Pour aller plus loin

FAQ

Pourquoi pas Axum à la place d’Actix-web ?
Le tutoriel équivalent en Axum tient en autant de lignes et l’expérience finale est similaire. Actix a été choisi ici pour sa maturité (la version 4.x est stable depuis 2022) et pour son système d’extracteurs très pédagogique. Le tutoriel Axum sur ce site couvre la voie alternative.

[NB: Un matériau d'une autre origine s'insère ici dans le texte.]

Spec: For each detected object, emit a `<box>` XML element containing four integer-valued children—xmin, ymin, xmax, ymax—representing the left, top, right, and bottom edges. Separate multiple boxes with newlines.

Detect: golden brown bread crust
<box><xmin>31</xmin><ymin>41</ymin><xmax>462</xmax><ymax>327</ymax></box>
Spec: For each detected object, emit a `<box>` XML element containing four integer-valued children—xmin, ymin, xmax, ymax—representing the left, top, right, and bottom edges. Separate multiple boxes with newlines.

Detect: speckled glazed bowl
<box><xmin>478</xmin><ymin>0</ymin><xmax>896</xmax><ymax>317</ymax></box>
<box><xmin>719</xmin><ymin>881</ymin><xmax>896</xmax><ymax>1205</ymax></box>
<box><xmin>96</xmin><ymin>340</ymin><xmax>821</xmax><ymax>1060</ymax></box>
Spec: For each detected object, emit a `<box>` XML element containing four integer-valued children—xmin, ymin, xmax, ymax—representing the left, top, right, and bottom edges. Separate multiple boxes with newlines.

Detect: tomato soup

Faut-il préférer SQLx ou Diesel ?
SQLx pour 90 % des cas en 2026 : async natif, vérification compile-time, écriture SQL directe. Diesel reste excellent quand vous voulez un ORM avec un DSL typé et que la performance brute du build vous importe moins.

Comment déployer sans Docker ?
Compilez en release, copiez le binaire sur le serveur cible, créez un service systemd qui le lance. Pour la cross-compilation, l’outil cross simplifie la production de binaires Linux depuis n’importe quelle machine.

Comment ajouter de l’authentification ?
Pour du JWT, la crate jsonwebtoken couplée à un middleware Actix qui vérifie le token et injecte un UserId dans les extracteurs des handlers. Pour OAuth/OIDC, openidconnect est la référence dans l’écosystème.

Le mode offline de SQLx, c’est quoi ?
SQLx peut générer un fichier sqlx-data.json ou un dossier .sqlx/ qui contient la métadonnée des requêtes vérifiées localement. Versionné dans Git, ce fichier permet de compiler sans accès à la base, ce qui est essentiel en CI ou en build Docker. La commande est cargo sqlx prepare.

Comment instrumenter pour Prometheus ?
La crate actix-web-prom expose automatiquement les métriques HTTP standard sur un endpoint /metrics. Pour des métriques métier custom, utiliser la crate metrics avec son backend prometheus.